Following the death of one worker and injury to another at the airport, China Harbour Engineering Company (CHEC) will have to submit an engineer’s report to the Labour Department of the Ministry of Social Protection declaring the area safe, before work can recommence, according to junior Minister Simona Broomes who also revealed that in the company’s agreement no provision was made for the safety of workers.
“It is in the law and one will have to follow suit… All these things are in the law, it is written but for whatever reason they have not been implemented,” the minister told this newspaper in a recent interview during which she said an investigation had been launched into the death.
On September 17, 23-year-old Lui Li, a Chinese national, died at the Cheddi Jagan International Airport expansion project at Timehri after he became trapped in a pit he was working in. Another Chinese national, Zhang Yixun, was injured in the accident.
According to the minister, initial investigations by her officers have found that no risk assessment was done by the company.
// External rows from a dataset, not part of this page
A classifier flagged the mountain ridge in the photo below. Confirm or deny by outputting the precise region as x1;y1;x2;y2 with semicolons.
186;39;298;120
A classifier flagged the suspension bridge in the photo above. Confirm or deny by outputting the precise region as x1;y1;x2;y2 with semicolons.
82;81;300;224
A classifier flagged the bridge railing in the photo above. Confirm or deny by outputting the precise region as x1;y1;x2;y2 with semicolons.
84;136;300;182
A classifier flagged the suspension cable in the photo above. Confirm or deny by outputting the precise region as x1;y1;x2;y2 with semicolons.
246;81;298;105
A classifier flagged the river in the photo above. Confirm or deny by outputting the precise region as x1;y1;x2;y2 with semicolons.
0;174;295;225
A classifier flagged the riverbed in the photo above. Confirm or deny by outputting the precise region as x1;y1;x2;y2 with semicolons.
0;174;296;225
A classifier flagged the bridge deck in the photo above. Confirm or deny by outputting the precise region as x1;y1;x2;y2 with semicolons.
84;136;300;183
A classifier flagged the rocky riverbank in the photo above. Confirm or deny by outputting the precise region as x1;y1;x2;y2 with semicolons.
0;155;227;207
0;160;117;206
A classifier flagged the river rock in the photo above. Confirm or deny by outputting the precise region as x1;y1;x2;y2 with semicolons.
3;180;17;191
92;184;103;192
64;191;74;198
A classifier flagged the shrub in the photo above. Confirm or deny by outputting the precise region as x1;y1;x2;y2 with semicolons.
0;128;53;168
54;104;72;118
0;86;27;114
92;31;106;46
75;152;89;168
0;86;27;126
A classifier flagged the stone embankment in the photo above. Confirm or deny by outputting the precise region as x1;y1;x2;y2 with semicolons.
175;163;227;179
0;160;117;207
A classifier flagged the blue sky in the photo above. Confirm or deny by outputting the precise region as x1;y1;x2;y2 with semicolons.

She explained that from photographs she would have seen of the site it appeared that it was an area where sand would have been poured that the workers went to work and it was a case where the sand was too soft and it sucked them in. The injured worker would have been sucked in up to his waist but the minister said because of the language barrier the man was unable to speak to officials further.
She said under the Occupational Health & Safety Act provision is made for the ministry to request from the owner of the work site that an engineer inspect the side and send a report to the ministry declaring whether it is safe to continue working.
The minister said when one peruses the agreement which the company signed, it does not cater for the health and safety of the workers.
“I think the past administration neglected workers generally, neglected them completely. How could you have workers…under a contract agreement which does not speak to workers’ health and safety?” she questioned.
According to the minister, the young man would not have been in Guyana for very long and neither he nor his injured colleague had work permits. There was no contract that they signed which stipulated the terms and conditions of their employment.